What the EU's Safe Harbour ruling means for European businesses

Mike Fey recalls the European Court of Justice invalidating the agreement between EU and US organisations on data transfer on 6 October.

Mike Fey, President and COO, Blue Coat
Mike Fey, President and COO, Blue Coat

For the past 15 years, more than 5,000 companies relied on Safe Harbour as a means to sanction moving information into the US from Europe. This legal decision to invalidate that option is likely to wreak havoc for thousands of businesses, as they will have to move away from this framework for transferring and storing EU data in US servers, and find another way of being able to do so.

In a recent industry talk, Wikipedia's co-founder, Jimmy Wales said the dismissal of Safe Harbour won't impact his company, but that it will create ‘unbelievable complications' for tech firms, such as Facebook and Google. Wales continued to say the Safe Harbour ruling worries him as a consumer, as well as an entrepreneur because the move to an era of ‘Balkanised' data, where data has to be held in-country in very specific ways across many jurisdictions, will more than likely slow down the process of being able to access data.

Whilst these rulings will immediately affect US companies doing business in EU countries, it will spread globally. Countries may either follow suit, or retaliate, so companies should be prepared for this to become a much bigger issue over time. These will likely have an impact on investment and financial performance, as companies may need to build new data centres where data resides. Funding this investment could impact on the provider's ability to sell services to entire regions.

Impact on cloud computing

The rapid uptake of cloud applications by European consumers and businesses, means many of the cloud services require EU enterprises to send data to cloud infrastructures in the US for processing and storage. Under Safe Harbour, that was allowed, but the recent changes in the ruling looks to reverse that, and compel organisations to react.

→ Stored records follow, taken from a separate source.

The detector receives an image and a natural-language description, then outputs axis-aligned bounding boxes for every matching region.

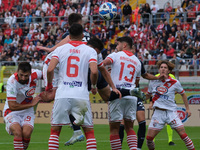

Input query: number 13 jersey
[52,41,97,99]
[107,51,141,89]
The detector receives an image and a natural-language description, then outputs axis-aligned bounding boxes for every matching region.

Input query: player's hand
[31,95,42,106]
[36,46,52,52]
[45,83,53,91]
[186,109,192,118]
[112,88,122,98]
[91,88,97,95]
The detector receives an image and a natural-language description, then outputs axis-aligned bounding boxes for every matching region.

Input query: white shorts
[42,64,59,87]
[51,98,93,127]
[108,96,137,122]
[149,109,183,130]
[4,111,35,135]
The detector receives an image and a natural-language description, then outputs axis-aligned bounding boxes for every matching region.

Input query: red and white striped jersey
[107,51,141,89]
[52,41,97,99]
[148,77,185,111]
[4,69,42,116]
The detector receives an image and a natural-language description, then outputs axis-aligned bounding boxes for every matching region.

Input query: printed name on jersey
[25,86,36,97]
[177,107,188,123]
[156,86,168,95]
[116,83,133,88]
[70,49,80,54]
[120,56,137,65]
[63,81,82,88]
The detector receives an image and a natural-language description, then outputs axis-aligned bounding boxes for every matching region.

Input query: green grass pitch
[0,124,200,150]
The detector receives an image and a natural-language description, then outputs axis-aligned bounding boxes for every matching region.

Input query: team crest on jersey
[176,107,188,123]
[25,86,35,97]
[156,86,168,95]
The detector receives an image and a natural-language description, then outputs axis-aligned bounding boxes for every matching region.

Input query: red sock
[180,133,195,150]
[127,130,137,150]
[23,138,30,149]
[13,137,24,150]
[110,135,122,150]
[49,129,60,150]
[146,136,155,150]
[85,130,97,150]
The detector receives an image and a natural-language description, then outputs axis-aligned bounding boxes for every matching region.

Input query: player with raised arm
[146,60,195,150]
[104,37,141,149]
[3,62,42,150]
[45,24,98,150]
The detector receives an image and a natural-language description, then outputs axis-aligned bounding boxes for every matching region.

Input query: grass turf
[0,124,200,150]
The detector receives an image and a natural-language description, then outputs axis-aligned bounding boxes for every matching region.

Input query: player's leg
[175,126,195,150]
[22,125,33,149]
[109,122,122,150]
[124,119,137,149]
[136,98,146,150]
[168,112,195,150]
[167,125,175,146]
[82,100,97,150]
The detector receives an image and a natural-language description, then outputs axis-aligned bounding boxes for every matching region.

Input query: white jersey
[97,53,103,67]
[43,52,59,87]
[148,77,185,111]
[52,41,97,100]
[3,69,42,114]
[107,51,141,89]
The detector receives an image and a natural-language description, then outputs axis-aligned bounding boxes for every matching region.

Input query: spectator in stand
[156,20,164,33]
[142,3,151,25]
[151,0,160,27]
[163,20,171,36]
[173,5,184,22]
[108,21,115,40]
[42,0,49,13]
[164,2,172,22]
[173,37,182,52]
[188,55,200,76]
[122,1,132,20]
[4,35,12,45]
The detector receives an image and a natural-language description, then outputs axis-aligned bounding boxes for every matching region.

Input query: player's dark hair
[117,36,133,48]
[87,37,104,51]
[157,60,175,71]
[68,13,82,26]
[17,62,31,72]
[69,23,83,38]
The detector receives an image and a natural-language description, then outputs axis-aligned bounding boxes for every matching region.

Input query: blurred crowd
[0,0,200,71]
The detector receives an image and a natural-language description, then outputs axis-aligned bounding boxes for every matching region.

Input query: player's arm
[99,66,122,98]
[45,57,58,91]
[37,36,70,52]
[89,62,98,94]
[7,96,41,111]
[181,93,191,117]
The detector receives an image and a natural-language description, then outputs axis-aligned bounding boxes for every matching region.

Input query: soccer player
[3,62,42,150]
[45,24,98,150]
[146,60,195,150]
[104,37,141,149]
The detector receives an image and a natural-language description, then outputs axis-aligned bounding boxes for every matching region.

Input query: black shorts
[137,98,145,111]
[88,70,108,91]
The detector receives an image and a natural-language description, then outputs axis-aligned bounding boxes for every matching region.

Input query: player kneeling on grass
[146,61,195,150]
[3,62,42,150]
[45,24,98,150]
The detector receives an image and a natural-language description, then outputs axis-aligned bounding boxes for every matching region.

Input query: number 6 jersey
[107,51,141,89]
[52,41,97,100]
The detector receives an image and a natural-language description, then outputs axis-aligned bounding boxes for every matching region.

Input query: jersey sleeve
[6,79,17,101]
[97,53,103,67]
[106,53,116,63]
[175,80,185,94]
[89,49,97,63]
[147,81,153,94]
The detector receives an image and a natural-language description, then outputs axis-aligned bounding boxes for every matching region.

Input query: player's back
[108,51,141,89]
[52,41,97,98]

One of the more immediate places where businesses will feel the impact of this decision is in cloud computing. Tightening data privacy regulations carries consequences for businesses that can't quickly adapt, particularly putting cloud service providers (CSPs) in a difficult situation. They depend on the Safe Harbour framework to do business in Europe, using it to authorise them to store data on behalf of European companies and mobile application developers.

As organisations push cloud adoption, inevitably sensitive and regulated data will end up in the hands of outside service providers, such as SaaS applications. Recent survey findings show most IT security professionals believe they don't have full visibility into where all their organisation's sensitive data resides.

How can businesses overcome these changes?

Organisations need actionable advice for instituting proactive mechanisms to ensure data privacy and regulatory compliance while they run the business; such guidance is lacking from the Safe Harbour legislation. Here are five tips to help businesses control cloud data and access in light of the Safe Harbour ruling as an evolving regulatory landscape:

  1. Improve visibility into exactly what data is moving outside of the business' network and where. Discover hidden cloud services, inventory sanctioned clouds, and determine where all the data centres are and which ones need to be compliant.
  2. Take proactive steps to tokenise data to ensure compliance with prevailing EU data privacy regulations. Tokenisation is considered by many to be the existing standard to address data privacy and compliance, since tokens have no mathematical relationship to the original clear text, sensitive data and no possibility of back doors.
  3. As businesses' primary and backup data centres may be located in different countries or regions, this will mean businesses will have to use cloud service providers' local EU data centres, where cloud providers often maintain the right to move data between data centres.
  4. The regulatory and data privacy landscape will continue to change, so businesses need to future-proof their IT and cloud infrastructure to allow the flexibility to quickly adapt to evolving regulations by anonymising and encrypting data. Businesses need to take responsibility for implementing ways to share data in an anonymised way that still allows them to get the insights they need without violating individual privacy specifications.
  5. When encrypting data, sole physical encryption key ownership and custody are suggested means for data protection. Businesses must have an encryption approach which ensures data is protected in all three phases of the cloud data lifecycle: in transit, at rest and in use.

In the coming days and weeks, it is expected the case involving Max Schrems and the Office of the Data Protection Commissioner will come back before the High Court in Ireland. With this in mind and taking into consideration the regulatory landscape that is full of twists and turns, businesses need to ensure they can dance to the regulator's tune.